Homens se revezam para dormir e manter as mulheres seguras, já que há muitos relatos de estupros e abusos sexuais .
Nas ruas de terra nada sinalizadas e ao lado de suas casas, com
as estruturas comprometidas pelo terremoto que atingiu o Sudoeste do Haiti no
último dia 14, moradores de Les Cayes, a terceira maior cidade do país, têm
dormido sobre o asfalto após a tragédia natural. Leia também: Gangues do Haiti
abrem caminho para ajuda humanitária no País Eles
temem que novas réplicas, que têm ocorrido em média duas vezes por dia na
região, possam acontecer enquanto dormem, à noite ou durante a madrugada,
podendo ceifar aquilo que ainda conseguem ter: Suas próprias vidas. E para as
mulheres é ainda pior. Com as ruas escuras, casos de violência sexual têm sido
citados com frequência pela população. As que são casadas, quando o sol se põe,
se preparam para dormir em cadeiras, tendas ou sobre lençóis postos no chão com
os filhos. Enquanto isso, os homens se revezam, dormindo sentados, para fazer a
segurança da família. É isso o que relata o eletricista Jean Louis Wilfranc, de
41 anos. "Nós não conseguimos dormir uma noite com sono direto desde que
aconteceu [o terremoto]. Nos revezamos entre vizinhos para que nada de mal
aconteça", diz. Sua principal ambição de vida, para o momento, é conseguir
uma doação de barraca. Leia mais: Haitianos buscam
trabalho sobre escombros para sobreviver A casa de
Wilfranc, onde ele relata viver desde que nasceu, está com várias fissuras.
Algumas vigas chegaram a entornar. É a segunda vez que um terremoto causou
avarias em sua residência. "Desta vez foi pior. Da outra vez, consegui
fazer pequenos reparos. Agora, não sei o que vou fazer", afirma. Ao
perceber que seu vizinho era entrevistado, o administrador de empresas Darbuze
Jean Horl, de 42 anos, se aproxima e desabafa. "Eu vivo aqui com minha
mulher e dois filhos. Imagina você ver seus filhos e sua mulher dormindo na
rua. Isso me toca como humano. Me falta dignidade humana. A gente não gostaria
de estar nessas condições, mas é a vida", diz. Conforme o horário vai
avançando e a noite começa a se aproximar da madrugada, as esquinas da cidade
passam a ter várias barricadas formadas com entulho. Os bloqueios são feitos
pelos próprios moradores, para que diminuam os riscos de atropelamento da
população que dorme sobre o asfalto. A tragédia atingou até mesmo aqueles que
têm uma condição social um pouco melhor. Frantz Gregoire, de 55 anos, afirma
ter estudado administração de empresas na Universidade de Massachussetts, nos
EUA, e ter servido à Marinha norte-americana entre os anos de 1985 e de 1989. Morador
de um apartamento em um edifício de dois andares ao lado situado ao lado do
mar, ele já começou a reconstruir as estruturas danificadas pelo tremor e suas
réplicas. Enquanto sua casa continua insegura para se viver, criou uma pequena
ocupação na esquina onde vive. Duas tendas espaçosas foram colocadas no meio da
rua. Sobre elas, uma lona azul foi colocada, para evitar que o sol, durante a
tarde, gere incômodo. À noite, enquanto as mulheres e as crianças dormem, os
homens colocam cadeiras em frente à televisão e assistem uma novela coreana.

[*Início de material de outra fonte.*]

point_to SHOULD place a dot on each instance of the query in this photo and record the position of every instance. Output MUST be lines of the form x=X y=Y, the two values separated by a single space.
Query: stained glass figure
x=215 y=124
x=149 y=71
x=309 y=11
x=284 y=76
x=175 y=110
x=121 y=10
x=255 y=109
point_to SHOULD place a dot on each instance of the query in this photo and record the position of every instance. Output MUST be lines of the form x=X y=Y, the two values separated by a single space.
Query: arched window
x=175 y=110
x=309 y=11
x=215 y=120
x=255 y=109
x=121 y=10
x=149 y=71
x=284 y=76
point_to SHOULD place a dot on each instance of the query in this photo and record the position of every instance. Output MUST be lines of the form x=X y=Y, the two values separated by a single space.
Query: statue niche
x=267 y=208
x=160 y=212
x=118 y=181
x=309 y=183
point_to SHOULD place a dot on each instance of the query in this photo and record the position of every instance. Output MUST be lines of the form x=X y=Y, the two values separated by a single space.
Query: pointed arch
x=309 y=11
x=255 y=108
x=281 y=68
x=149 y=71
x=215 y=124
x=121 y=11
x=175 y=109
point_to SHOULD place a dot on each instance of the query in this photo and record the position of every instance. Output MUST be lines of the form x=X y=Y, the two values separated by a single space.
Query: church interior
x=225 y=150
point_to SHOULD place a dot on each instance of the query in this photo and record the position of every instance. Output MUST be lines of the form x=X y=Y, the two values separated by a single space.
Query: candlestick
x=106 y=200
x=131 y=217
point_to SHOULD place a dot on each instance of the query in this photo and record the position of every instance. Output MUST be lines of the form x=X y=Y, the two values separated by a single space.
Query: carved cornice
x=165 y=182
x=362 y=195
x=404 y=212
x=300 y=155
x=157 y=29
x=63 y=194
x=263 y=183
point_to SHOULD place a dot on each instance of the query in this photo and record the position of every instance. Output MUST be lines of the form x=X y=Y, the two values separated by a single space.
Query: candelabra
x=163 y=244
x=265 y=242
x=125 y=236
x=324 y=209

Diferentemente da programação televisiva da tarde, que costuma mostrar
programas esportivos. O assunto interessa muito a Gregoire. Afinal, além de
administrador, ele também é presidente da liga de futebol de Les Cayes. Com
inglês fluente, ele afirma que sempre volta para os EUA, mas que se mantém
residente no Haiti por amar o país e, principalmente, a cidade de Les Cayes.